Case Study #3: Pre-approving clients for a payment plan

Case study #3: Pre-approving clients for a payment plan.


According to an article by David Lummis, “How retailization is changing the veterinary business” written for Pet Product News, February 2020, … “To a substantial degree, lower-income households have been left behind by the premiumization trend that has driven up prices across every area of the pet market including health services…

… Driving expansion in pet and non-pet channels alike is e-commerce, as brick-and-mortar vet clinics are a traffic-building proposition with which e-tailers like Amazon and Chewy, putting aside the latter’s affiliation with PetSmart, cannot compete. Taken together, these trends virtually guarantee that the veterinary venues of tomorrow will look quite a bit different than those of today.”

What is the independent practice to do today with the pressures of consolidation and big box stores starting to open in-store clinics?

Offering your clients more payment options will enhance your competitive edge to help offset this competition. Payment options like payment plans, prepayment plans, pet savings accounts and wellness plans create goodwill and increases cash flow and profits. By advertising payment options you will create a distinct advantage over your competition.  If you are apprehensive in offering payment options there are tools to help you qualify your clients. The same tools that third party financing companies use your practice now has access to.

The practice in our Case Study #3 wanted to offer payment plans to there clients but did not want to send their clients to a third party finance company like CareCredit, that takes 5 to 15% of the practice revenue. By using VetBilling’s Credit Score Recommendation (CSR) tool they were able to set their own terms and conditions to qualify their clients for a payment plan, which in turn allowed them to help more pets, which also increased staff morale.

The CSR is a quick automatic soft credit inquiry, the credit inquiry does not affect or show on the client’s credit report. Based on the client’s past credit history and how timely the client paid their bills, the CSR will return a letter grade from “A” to “G” along with a recommendation on the number of months the payment plan should be and the amount of the down payment the clinic should request. This is only a recommendation, the practice can set-up their own policies based on the CSR score, which this practice in the case study did, asking for 50% as a down payment.

We recommend that the amount of the down payment should correlate to your operating cost per minute times the number of minutes you spend with the client or the time to complete the treatment plan.

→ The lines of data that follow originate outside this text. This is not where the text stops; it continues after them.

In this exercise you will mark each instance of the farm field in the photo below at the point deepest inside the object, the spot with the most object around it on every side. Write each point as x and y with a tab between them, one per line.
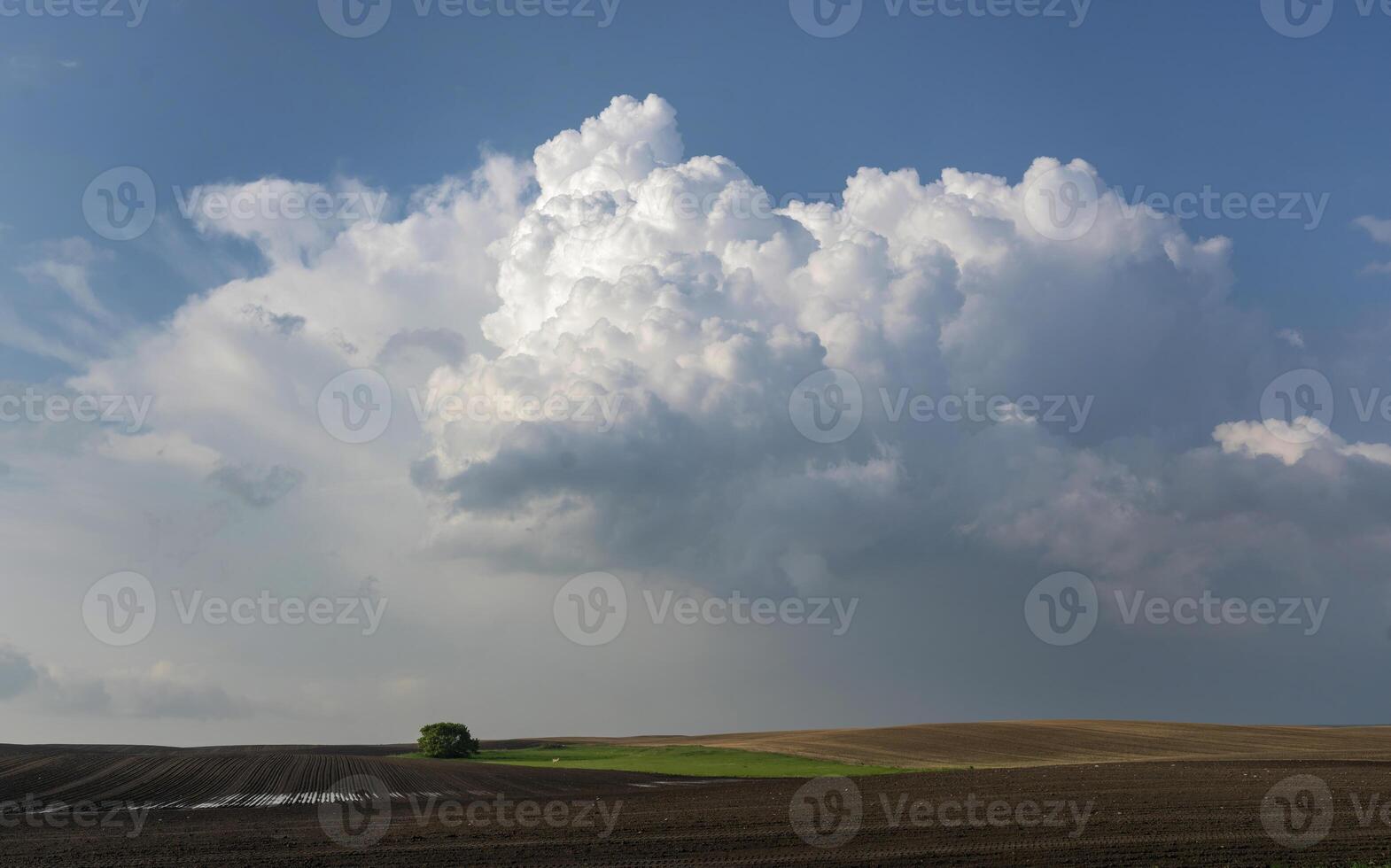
1031	743
679	760
361	804
1137	814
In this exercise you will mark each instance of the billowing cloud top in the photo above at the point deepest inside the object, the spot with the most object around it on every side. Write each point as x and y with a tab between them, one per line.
594	360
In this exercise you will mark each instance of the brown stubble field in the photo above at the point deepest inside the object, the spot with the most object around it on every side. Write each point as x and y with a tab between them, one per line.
1027	812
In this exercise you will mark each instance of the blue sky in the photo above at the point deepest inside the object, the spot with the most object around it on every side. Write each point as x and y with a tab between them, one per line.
1173	97
533	251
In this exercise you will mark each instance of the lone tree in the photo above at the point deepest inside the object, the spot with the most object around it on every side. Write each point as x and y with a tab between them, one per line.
447	741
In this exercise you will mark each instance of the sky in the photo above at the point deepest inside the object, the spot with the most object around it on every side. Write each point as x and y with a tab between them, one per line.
578	368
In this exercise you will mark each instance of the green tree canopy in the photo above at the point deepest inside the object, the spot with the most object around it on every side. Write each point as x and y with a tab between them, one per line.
447	740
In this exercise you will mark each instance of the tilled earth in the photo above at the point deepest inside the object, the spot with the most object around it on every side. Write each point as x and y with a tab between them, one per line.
1120	814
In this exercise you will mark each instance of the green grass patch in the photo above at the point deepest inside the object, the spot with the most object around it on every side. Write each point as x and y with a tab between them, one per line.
685	760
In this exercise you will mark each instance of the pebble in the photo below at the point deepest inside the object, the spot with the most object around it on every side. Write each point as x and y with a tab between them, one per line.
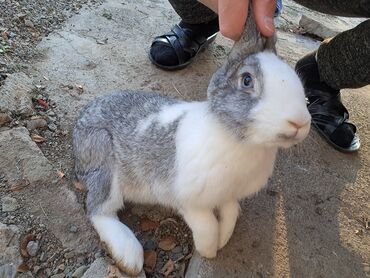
60	275
186	249
79	271
51	113
36	123
52	119
9	204
177	249
98	254
32	248
73	228
48	272
43	257
28	23
150	245
52	127
69	255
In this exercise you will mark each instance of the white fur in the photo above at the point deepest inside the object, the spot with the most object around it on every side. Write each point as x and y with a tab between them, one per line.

For example, for a 60 minute procedure (actual treatment plan plus post and pre-op time) where the treatment plan cost the client $1000.00 and your operating cost per minute is $5.00, the clinic should collect at least $300.00 for the down payment, 30%. This covers all the direct costs, COGS and payroll for DVM and staff, rent and all other expenses.

In the Case Study, the clinic discovered clients that do not have a great credit history still satisfied their payment plan obligation. This allowed them to feel confident in advertising to their clients that payment options like payment plans were available.